Oat Flour Pumpkin Bread (GF)
Makes 1 9x5 loaf, serves 10
Ingredients:
2.75 cups oat flour*
1 teaspoon ground nutmeg
1 teaspoon ground cinnamon
1 teaspoon ground allspice
2 teaspoons ground ginger
½ teaspoon salt
¾ teaspoon baking soda
½ teaspoon baking powder
1 cup canned pumpkin puree (not pumpkin pie filling)
¼ cup milk (we used oat milk)
½ cup honey
2 eggs
¼ cup oil (try canola, olive, or avocado)
1 teaspoon vanilla extract
Directions:
- Preheat oven to 375˚.
- Spray a 9x5 loaf pan with pan spray. Line with parchment and spray parchment with pan spray. Set aside.

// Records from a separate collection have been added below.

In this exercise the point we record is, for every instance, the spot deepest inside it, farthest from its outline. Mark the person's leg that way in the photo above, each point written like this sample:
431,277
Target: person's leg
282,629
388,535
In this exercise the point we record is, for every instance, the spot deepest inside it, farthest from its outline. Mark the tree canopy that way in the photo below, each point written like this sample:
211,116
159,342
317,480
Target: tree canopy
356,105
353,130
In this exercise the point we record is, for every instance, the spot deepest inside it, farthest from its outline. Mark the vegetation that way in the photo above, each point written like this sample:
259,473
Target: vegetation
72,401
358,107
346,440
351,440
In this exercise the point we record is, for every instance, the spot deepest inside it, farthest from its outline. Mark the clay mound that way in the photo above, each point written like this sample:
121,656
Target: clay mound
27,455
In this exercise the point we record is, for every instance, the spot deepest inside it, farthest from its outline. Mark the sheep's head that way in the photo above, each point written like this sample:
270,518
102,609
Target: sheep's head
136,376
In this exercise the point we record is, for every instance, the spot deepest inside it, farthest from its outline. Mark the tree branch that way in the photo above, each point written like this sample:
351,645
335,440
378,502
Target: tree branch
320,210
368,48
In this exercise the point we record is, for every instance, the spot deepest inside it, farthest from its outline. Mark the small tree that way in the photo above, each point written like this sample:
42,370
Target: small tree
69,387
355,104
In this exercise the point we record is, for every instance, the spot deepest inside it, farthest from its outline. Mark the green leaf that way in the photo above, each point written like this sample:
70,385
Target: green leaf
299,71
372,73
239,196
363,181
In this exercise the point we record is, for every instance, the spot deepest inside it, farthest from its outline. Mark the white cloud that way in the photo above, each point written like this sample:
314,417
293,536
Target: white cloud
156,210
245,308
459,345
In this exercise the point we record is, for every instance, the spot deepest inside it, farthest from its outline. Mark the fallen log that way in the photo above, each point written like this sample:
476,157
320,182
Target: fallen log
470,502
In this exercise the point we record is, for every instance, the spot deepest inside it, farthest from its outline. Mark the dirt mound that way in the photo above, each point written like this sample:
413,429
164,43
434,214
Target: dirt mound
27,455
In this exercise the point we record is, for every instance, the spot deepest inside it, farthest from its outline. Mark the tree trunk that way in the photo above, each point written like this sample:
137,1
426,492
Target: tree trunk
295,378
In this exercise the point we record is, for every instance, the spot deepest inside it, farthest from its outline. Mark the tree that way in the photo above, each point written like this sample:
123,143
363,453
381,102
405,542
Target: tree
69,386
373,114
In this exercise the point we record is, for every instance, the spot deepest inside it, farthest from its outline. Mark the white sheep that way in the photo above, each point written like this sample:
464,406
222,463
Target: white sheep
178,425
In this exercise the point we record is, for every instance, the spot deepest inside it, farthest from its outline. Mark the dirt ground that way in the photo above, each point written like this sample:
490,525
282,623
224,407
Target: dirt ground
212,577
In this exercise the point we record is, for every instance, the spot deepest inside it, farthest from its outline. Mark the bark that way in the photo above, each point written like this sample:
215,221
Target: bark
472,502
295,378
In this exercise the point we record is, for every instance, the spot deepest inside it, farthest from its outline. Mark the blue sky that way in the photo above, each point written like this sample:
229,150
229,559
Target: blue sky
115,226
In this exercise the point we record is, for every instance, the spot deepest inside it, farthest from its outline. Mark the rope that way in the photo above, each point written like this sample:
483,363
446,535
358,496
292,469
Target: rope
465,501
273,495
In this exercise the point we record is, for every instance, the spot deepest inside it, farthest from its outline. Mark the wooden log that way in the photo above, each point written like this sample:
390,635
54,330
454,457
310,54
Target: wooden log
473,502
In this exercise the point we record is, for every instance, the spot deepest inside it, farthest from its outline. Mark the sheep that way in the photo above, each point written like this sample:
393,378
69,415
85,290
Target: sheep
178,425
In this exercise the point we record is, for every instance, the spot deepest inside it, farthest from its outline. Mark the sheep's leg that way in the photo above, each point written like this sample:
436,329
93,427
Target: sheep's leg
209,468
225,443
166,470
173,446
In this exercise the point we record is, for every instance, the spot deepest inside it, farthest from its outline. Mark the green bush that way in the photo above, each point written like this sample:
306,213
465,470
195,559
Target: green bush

- In a large mixing bowl, whisk together flour, spices, salt, baking soda, and baking powder. Set aside.
- In a small mixing bowl, whisk together pumpkin, milk, honey, eggs, oil, and vanilla extract.
- Pour wet mixture into dry ingredients and fold ingredients together. Pour batter into prepared pan.
- Bake for 40-45 minutes or until pick interested into the middle of the bread comes out clean.
- Allow to cool in pan about 15 minutes, then turn out to a wire rack to cool completely before cutting.
*about 3 cups rolled oats ground into flour either in a food processor or high-power blender.